Hey Neva, this website may help you as well.

http://www.videogamesblogger.com/20...video-guide-xbox-360-ps3-pc-wii.htm#mission13

Not sure which mission that was though.


----------



## Shane

ah nice find, thanks sir


----------



## codeman0013

Is it me or are the grenade spammers out of control on this game now lol.. last night I played 2 rounds where I heard nothing but grenades over and over and its just annoying..


----------



## johnb35

I just finished the single player campaign.  I liked it, and wondering if it would be worth getting MW2.  I have COD 4 and liked it as well.  Some people are saying that the single player is too short and I don't agree.  Now I can go back and get all the achievements I missed.


----------



## Shane

Yeah lol,especially on the map "Nuketown" but i just do the same.

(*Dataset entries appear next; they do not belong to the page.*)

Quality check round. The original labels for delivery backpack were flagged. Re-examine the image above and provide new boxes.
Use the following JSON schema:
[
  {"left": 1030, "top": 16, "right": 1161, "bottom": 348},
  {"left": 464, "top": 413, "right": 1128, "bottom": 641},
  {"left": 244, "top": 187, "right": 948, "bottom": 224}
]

I only play Nuketown out of all the maps on black ops :/...its the only one i really like.


----------



## Machin3

johnb35 said:


> I just finished the single player campaign.  I liked it, and wondering if it would be worth getting MW2.  I have COD 4 and liked it as well.  Some people are saying that the single player is too short and I don't agree.  Now I can go back and get all the achievements I missed.



Yeah, I would recommend it. If you remember what happened in COD4 then MW2 should be fun. I'm not going to spoil anything if you want to get it but you'll probably like the way the story ends.


----------



## NVX_185

Hey guys, I know this has probably been answered before in the 20 pages in this thread, but I'm asking how does this game go graphically? 

I have seen benchmarks, and from what I see, this game seems on par with about Far Cry 2 graphics-wise. 

I was wondering if my 9800GT would still be able to play this 45FPS+ on Max settings with atleast 2xAA?


----------



## Machin3

NVX_185 said:


> Hey guys, I know this has probably been answered before in the 20 pages in this thread, but I'm asking how does this game go graphically?
> 
> I have seen benchmarks, and from what I see, this game seems on par with about Far Cry 2 graphics-wise.
> 
> I was wondering if my 9800GT would still be able to play this 45FPS+ on Max settings with atleast 2xAA? If not, looks like the GTX470 is the way to go



To be honest, i dont see too much of a change from MW2. You should be fine.


----------



## Matthew1990

Midnight_fox1 said:


> To be honest, i dont see too much of a change from MW2. You should be fine.



95% of players are talking crap then.

Game barely plays at 60fps, 2xAA and normal textures. 

I would not recommend GTX 470, waste of money.....


----------



## Aastii

NVX_185 said:


> Hey guys, I know this has probably been answered before in the 20 pages in this thread, but I'm asking how does this game go graphically?
> 
> I have seen benchmarks, and from what I see, this game seems on par with about Far Cry 2 graphics-wise.
> 
> I was wondering if my 9800GT would still be able to play this 45FPS+ on Max settings with atleast 2xAA?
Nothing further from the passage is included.